Joshua led the Israelites in a decisive battle against the walled city Jericho. After sending spies in to scope it out, he received divine help in overthrowing it. His instructions were to march with the Ark of the Covenant around the city once a day for six days. On the seventh day he was to march around the city with the Ark of the Covenant seven times and on the seventh time, the shofar (ram’s-horn trumpet) was to be blown and the people were to yell loudly. Miraculously the walls fell down. This event became memorialized in the Jewish calendar as the Feast of Trumpets.
I want to explore how this story could be applied allegorically to other situations. There are many kinds of walls. We build them to protect ourselves. (See Hiding from Love by John Townsend).

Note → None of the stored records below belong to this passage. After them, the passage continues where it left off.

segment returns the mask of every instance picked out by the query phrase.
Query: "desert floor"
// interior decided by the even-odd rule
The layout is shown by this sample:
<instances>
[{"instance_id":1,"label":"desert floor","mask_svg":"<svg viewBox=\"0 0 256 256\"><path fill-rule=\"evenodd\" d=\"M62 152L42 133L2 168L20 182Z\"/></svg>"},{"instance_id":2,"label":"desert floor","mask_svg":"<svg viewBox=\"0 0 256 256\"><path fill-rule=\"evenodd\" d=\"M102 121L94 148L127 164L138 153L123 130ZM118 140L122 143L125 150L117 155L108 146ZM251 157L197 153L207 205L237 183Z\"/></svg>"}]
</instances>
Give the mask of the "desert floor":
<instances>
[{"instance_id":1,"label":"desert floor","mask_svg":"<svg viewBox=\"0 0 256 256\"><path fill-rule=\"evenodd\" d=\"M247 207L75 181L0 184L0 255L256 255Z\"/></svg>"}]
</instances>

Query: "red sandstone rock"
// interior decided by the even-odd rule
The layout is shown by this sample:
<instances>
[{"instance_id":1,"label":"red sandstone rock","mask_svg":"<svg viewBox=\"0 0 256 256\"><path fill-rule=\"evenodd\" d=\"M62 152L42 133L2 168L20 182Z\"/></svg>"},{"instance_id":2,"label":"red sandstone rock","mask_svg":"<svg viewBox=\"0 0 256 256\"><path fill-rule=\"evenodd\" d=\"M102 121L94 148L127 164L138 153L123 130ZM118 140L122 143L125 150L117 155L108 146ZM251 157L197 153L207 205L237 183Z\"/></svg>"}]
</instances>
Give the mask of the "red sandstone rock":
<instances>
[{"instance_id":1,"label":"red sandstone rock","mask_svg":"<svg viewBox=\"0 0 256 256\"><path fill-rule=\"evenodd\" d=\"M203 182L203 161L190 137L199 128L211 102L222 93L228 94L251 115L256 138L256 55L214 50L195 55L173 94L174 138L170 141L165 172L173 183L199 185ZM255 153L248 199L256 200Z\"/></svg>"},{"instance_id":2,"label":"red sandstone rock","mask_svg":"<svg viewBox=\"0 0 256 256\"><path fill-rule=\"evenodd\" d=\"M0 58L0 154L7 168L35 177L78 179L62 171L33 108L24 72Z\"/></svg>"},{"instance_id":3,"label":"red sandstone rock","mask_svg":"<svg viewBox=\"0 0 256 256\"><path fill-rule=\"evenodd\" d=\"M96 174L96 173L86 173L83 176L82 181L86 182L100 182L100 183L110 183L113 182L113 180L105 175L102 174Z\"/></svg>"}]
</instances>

Sometimes the walls we build end up inhibiting our freedom to move forward in life.
For example: I have a fear of being abandoned. So when I meet a new person that I’d like to have for a friend, I experience anxiety at the thought of rejection. I approach friendship tentatively. If there is any competition, I withdraw. This fear has become ridiculous in that it prevents me from present happiness.
In order to break down the wall of fear, I might need to circle the problem. I might read a book on the subject. And reading can give essential insights into difficult problems, but it might take more circling. I might need to consider my self-defeating thoughts. I might need to accept my characteristics which are off-putting and decide that whatever others think, I love myself. I might need to set some goals for meeting people and learning to be vulnerable (See Daring Greatly by Brene Brown). And still, the walls may not come down.
How many of us give up when one or two of our solutions are unsuccessful?
And what about that going seven times on the seventh day around the wall? As we become more and more focused on a problem, we begin to gain emotional momentum. This momentum is in the faith and hope needed to overcome the wall (See Getting Unstuck by Pema Chodron). When we yell, with God’s help, the wall will come down.
I think that often we have conflicting motives. We want something but another desire conflicts with it in some way. The yell that brings down walls comes from the unified voices of all our desires. No longer are we conflicted. No longer is there anything else that we want.
God works miracles when we are finally ready.